Psychologists agree that no one can accurately narrate their perceptions and what happens before their eyes. Moreover, the tests performed on school and college graduates in regard to their powers of observation have shown the fallibility of human perception. The failure to perceive, plus the failure to remember, plus inadequacy of language, makes all testimony unsatisfactory. People of little education are still less able to either see or explain. The only safe way is to obtain a composite photograph of the witness's mind and of the thoughts that arise from the original perception, a continuation of impressions.
Judges or juries never determine cases by first deciding which witness is telling the truth or at least the exact truth. They take it for granted that both sides are lying somewhat; that no matter how well they mean and how hard they try, all witnesses are incapable of telling the exact truth. The unfortunate part of the law is that this is not officially recognized. There is a hypocrisy in not recognizing the inadequacy of human eyes and ears to grasp even simple concrete facts. A timidity exists that will not allow the admission of human imperfection.

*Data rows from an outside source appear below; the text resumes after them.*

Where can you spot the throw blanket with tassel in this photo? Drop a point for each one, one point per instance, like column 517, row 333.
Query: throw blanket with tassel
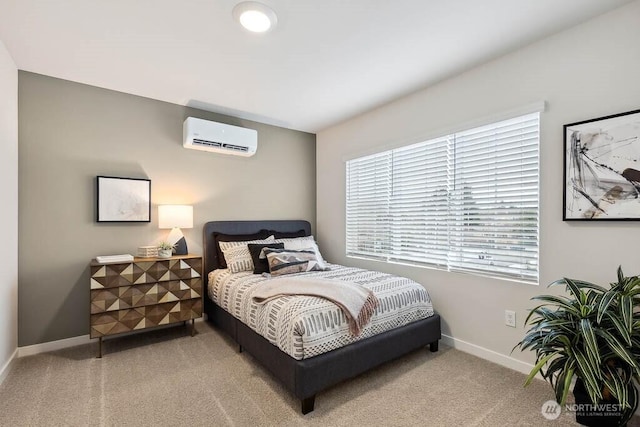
column 356, row 302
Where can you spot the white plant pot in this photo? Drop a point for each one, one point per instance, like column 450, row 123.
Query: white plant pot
column 164, row 253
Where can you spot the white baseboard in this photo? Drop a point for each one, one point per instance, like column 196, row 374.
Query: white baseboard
column 4, row 371
column 30, row 350
column 490, row 355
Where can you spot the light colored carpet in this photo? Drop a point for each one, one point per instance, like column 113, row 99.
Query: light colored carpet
column 166, row 377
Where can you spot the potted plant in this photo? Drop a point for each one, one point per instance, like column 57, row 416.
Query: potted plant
column 593, row 335
column 165, row 250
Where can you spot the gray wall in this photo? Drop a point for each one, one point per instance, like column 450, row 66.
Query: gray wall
column 70, row 132
column 584, row 72
column 9, row 211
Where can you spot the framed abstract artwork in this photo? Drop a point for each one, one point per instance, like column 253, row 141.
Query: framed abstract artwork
column 602, row 168
column 123, row 199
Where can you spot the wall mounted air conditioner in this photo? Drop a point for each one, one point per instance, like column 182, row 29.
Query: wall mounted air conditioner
column 220, row 138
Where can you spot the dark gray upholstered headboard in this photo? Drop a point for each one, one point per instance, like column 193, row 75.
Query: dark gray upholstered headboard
column 210, row 254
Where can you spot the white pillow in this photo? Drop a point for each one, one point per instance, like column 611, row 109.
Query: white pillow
column 237, row 254
column 302, row 243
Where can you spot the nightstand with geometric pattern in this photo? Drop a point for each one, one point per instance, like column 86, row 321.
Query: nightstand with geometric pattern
column 144, row 293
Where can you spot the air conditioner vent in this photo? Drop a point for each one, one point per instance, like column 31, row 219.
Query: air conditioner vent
column 220, row 138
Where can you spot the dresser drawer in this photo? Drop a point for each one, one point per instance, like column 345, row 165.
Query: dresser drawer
column 132, row 319
column 147, row 292
column 118, row 298
column 144, row 271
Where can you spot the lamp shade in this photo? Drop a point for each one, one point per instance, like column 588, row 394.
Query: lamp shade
column 175, row 216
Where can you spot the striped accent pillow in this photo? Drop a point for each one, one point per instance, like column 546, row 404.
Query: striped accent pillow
column 237, row 255
column 285, row 261
column 306, row 243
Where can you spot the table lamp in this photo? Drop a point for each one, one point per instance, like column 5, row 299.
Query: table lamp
column 176, row 217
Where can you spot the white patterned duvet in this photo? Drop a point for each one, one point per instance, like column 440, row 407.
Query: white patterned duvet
column 306, row 326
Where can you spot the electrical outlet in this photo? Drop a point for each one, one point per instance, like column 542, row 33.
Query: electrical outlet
column 510, row 318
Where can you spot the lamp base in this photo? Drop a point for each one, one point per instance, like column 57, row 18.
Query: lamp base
column 181, row 247
column 176, row 238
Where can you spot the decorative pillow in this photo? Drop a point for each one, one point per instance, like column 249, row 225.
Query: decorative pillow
column 220, row 237
column 260, row 263
column 305, row 243
column 288, row 234
column 237, row 254
column 285, row 261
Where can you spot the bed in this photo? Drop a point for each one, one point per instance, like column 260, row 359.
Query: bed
column 306, row 377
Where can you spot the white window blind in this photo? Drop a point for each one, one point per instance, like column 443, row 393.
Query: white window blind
column 464, row 202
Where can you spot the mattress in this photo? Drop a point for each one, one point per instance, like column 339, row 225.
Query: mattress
column 306, row 326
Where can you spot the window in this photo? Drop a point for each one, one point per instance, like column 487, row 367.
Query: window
column 463, row 202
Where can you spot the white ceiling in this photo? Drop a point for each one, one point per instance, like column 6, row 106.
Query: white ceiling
column 326, row 61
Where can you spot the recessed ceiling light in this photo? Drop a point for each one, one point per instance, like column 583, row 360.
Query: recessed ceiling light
column 255, row 17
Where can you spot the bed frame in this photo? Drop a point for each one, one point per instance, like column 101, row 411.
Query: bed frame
column 305, row 378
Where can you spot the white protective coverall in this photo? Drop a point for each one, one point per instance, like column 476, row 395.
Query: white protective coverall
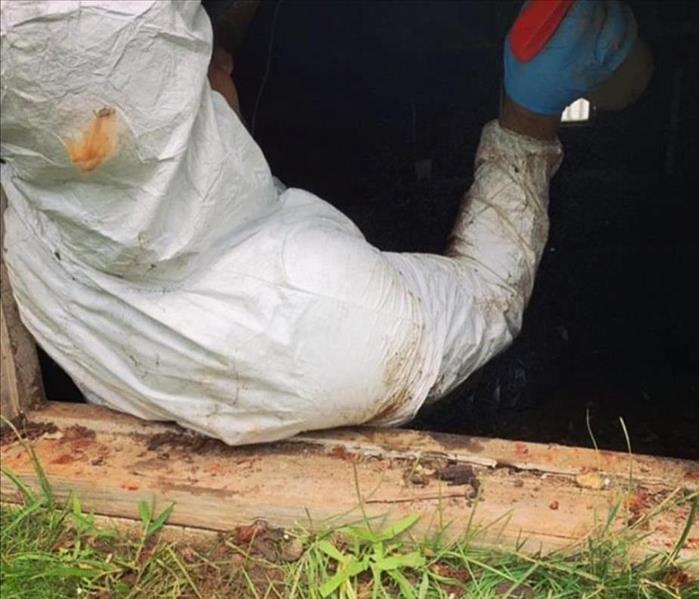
column 172, row 279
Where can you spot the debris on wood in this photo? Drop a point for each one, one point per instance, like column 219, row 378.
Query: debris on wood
column 591, row 480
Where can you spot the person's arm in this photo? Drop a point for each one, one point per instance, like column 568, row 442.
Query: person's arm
column 474, row 298
column 518, row 119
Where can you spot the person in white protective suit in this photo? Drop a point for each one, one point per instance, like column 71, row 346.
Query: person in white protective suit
column 154, row 257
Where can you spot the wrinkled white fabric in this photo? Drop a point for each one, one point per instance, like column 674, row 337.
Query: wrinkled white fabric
column 178, row 281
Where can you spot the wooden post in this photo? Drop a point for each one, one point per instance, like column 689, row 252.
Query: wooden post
column 21, row 387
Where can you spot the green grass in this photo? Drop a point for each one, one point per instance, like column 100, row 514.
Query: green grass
column 58, row 551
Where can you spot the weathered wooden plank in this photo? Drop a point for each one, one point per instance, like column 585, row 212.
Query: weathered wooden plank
column 392, row 443
column 20, row 383
column 218, row 487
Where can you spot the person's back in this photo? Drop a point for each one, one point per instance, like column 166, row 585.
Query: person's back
column 155, row 259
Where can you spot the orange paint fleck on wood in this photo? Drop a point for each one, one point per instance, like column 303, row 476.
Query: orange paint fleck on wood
column 66, row 458
column 97, row 143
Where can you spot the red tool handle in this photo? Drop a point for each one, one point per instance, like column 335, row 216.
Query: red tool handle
column 535, row 26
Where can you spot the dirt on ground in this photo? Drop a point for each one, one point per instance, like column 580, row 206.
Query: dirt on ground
column 28, row 430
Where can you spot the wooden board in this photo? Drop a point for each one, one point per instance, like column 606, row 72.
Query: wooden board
column 20, row 376
column 527, row 491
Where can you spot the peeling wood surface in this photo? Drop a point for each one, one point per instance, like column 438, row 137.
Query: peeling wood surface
column 20, row 376
column 112, row 461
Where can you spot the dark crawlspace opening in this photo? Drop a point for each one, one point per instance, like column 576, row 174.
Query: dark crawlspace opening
column 377, row 108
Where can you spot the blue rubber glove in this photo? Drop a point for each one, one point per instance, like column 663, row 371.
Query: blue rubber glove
column 594, row 38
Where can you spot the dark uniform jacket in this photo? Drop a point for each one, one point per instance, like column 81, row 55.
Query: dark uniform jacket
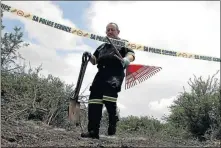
column 110, row 69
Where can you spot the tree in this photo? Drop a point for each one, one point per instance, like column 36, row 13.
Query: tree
column 199, row 111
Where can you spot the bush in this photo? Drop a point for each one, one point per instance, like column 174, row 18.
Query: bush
column 198, row 111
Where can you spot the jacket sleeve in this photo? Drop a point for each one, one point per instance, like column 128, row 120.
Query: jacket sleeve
column 129, row 51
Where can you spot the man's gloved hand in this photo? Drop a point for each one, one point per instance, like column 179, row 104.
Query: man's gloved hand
column 125, row 62
column 88, row 54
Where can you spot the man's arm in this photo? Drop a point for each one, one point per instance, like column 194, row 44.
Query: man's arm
column 93, row 60
column 95, row 56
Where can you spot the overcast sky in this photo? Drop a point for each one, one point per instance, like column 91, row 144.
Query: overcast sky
column 180, row 26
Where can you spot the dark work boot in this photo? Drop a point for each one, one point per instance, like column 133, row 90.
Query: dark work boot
column 111, row 130
column 91, row 134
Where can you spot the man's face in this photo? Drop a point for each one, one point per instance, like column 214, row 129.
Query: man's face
column 111, row 31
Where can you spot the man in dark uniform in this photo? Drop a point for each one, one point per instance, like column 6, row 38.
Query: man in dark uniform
column 107, row 83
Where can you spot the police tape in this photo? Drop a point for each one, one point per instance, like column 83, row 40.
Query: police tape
column 92, row 36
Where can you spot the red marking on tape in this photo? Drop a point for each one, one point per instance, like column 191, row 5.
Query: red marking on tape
column 79, row 33
column 133, row 46
column 86, row 34
column 20, row 13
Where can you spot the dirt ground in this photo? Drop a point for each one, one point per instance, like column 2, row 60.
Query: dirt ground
column 37, row 134
column 29, row 133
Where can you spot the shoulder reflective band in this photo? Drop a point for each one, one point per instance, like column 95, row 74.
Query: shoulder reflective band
column 121, row 43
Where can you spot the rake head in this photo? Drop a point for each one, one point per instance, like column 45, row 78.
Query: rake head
column 136, row 74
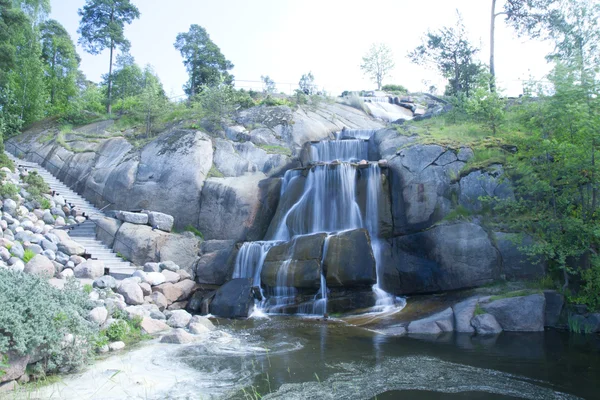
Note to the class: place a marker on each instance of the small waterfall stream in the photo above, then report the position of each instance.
(328, 203)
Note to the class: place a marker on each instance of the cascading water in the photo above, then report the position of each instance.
(328, 203)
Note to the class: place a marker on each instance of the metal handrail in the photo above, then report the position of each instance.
(101, 211)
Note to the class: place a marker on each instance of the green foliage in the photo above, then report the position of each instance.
(28, 255)
(8, 190)
(589, 294)
(307, 84)
(516, 293)
(450, 51)
(195, 231)
(203, 59)
(35, 317)
(378, 63)
(61, 62)
(87, 288)
(395, 89)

The proof of this is that when three witnesses go on the stand and describe a thing as having happened in the same way, immediately there is a strong doubt in the mind of the jury about the whole case. Suppose the question of the time a crime was committed arises and the defense tries to prove an alibi by showing the defendant was in a saloon at that time. There may have been three witnesses who really saw him at the same time. One witness comes on the stand and says 3:10, the next witness says he saw him at 3:10, and third says the same. The jury conclude that the story has been made up.
Yet suppose the first witness says he saw him sometime after lunch, and the second that he remembers seeing the defendant in the saloon sometime that day, but he is not sure whether it was in the morning or the afternoon, and the third witness says that he saw him during the week, but that he does not remember the day, whether a Thursday or a Friday—it is probable that the defendant will have a much better chance of succeeding with his alibi.

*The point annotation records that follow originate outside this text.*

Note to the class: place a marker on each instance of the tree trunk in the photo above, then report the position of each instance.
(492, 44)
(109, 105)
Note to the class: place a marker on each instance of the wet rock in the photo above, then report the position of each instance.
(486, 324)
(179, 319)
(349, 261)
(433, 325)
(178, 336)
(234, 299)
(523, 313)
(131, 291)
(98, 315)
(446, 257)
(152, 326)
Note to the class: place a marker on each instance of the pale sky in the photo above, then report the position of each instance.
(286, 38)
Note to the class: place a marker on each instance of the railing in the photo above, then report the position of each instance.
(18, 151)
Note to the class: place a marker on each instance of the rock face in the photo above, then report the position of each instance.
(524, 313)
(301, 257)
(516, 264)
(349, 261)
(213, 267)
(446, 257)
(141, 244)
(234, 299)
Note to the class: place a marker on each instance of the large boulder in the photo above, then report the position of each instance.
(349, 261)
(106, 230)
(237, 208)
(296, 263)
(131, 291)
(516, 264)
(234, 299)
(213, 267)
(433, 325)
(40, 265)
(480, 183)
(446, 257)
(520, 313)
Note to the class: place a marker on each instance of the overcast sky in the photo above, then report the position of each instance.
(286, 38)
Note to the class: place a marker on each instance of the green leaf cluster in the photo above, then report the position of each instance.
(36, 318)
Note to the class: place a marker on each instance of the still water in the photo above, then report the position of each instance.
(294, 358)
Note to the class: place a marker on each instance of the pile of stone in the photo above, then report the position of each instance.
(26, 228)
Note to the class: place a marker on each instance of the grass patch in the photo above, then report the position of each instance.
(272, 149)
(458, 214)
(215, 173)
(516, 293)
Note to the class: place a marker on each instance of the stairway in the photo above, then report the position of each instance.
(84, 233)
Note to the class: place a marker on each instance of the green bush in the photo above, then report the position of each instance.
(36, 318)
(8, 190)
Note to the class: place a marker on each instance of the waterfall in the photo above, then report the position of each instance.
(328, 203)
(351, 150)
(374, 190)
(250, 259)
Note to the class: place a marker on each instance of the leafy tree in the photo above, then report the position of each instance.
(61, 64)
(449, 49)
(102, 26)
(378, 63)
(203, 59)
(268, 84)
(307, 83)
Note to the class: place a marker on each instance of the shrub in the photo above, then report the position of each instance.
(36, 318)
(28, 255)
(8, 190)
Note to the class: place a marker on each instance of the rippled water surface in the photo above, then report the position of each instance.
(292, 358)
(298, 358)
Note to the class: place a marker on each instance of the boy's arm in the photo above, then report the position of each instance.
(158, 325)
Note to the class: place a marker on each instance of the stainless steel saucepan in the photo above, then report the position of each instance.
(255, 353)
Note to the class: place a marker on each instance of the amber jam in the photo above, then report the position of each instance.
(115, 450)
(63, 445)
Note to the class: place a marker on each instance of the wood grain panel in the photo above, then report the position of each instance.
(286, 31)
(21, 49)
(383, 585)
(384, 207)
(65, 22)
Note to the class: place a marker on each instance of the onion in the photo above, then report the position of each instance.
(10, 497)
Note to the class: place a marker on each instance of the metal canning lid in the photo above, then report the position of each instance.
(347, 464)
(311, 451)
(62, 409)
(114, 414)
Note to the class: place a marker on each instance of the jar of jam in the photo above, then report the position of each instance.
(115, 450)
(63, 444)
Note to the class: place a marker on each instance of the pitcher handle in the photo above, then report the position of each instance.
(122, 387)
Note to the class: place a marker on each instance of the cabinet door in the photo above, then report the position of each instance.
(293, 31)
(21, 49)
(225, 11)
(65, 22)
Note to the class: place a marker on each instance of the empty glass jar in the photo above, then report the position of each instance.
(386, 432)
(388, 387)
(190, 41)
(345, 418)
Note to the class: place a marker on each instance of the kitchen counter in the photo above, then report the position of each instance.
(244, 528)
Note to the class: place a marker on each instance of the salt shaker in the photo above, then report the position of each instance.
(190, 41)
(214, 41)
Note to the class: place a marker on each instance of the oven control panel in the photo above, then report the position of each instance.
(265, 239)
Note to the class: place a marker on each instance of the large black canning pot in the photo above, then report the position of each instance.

The lady in the car could not remember the time of the day, except that it was near the children's bed time. She had heard the crash and seen the wagon turn on to the car tracks. With a great many objections she finally gets to the point of the crash.
"Did you see the car hit the wagon?" "I object to that as leading," says the other lawyer. "It is leading and suggestive." Technically he may be correct, but if the judge has common sense he overrules the objection.
The proper question would be: "What happened next?" The witness, however, might remember the paper bag of oranges she was carrying to her grandchildren and instead of telling about the accident begin to describe how she dropped them on the floor. Leading questions are necessary in nearly every case. The reason that they are objectionable and ruled out is, that the judge and the jury ought to hear not the lawyer's narrative of the facts, but what the witness actually remembers.
A witness on the stand appears at his worst. If any one from real life were suddenly thrust unprepared and unlearned in theatrical art upon a stage the incongruity of the situation would be appalling. Yet the witness is thrown into new and strange surroundings. It is a portion of the reality of life shown vividly against a conventionalized background. The judge and jury in a vague manner understand this. The lawyer producing the witness feels this and elicits the testimony in a soothing manner.
The objects of cross-examination are as follows. The first is to prove that the story of the witness is not true, and the other is to bring out something new. The opposing counsel often forgets the purpose of his cross-examination and by attempting to bully and frighten the witness, usually either by sarcasm or a doubting manner, accomplishes very little. Not one cross-examination out of five hundred amounts to anything. The judge has heard many and he has little hope of their being of much interest. The jury make so much allowance for the witness being frightened on the stand and for the fact that she is in the hands of a clever lawyer, that they are not much impressed even if she contradicts herself or is proved mistaken. At best it is only a mistake, not a deliberate lie. The lawyer thinks he owes a moral obligation to his client and to himself to cross-examine. He is compelled to go on. There is a musty tradition of the law that a trial without cross-examination is not a proper trial. It is a legal fetish and one of the things that is done. The judge expects it, the jury expect it, the client expects it and the public.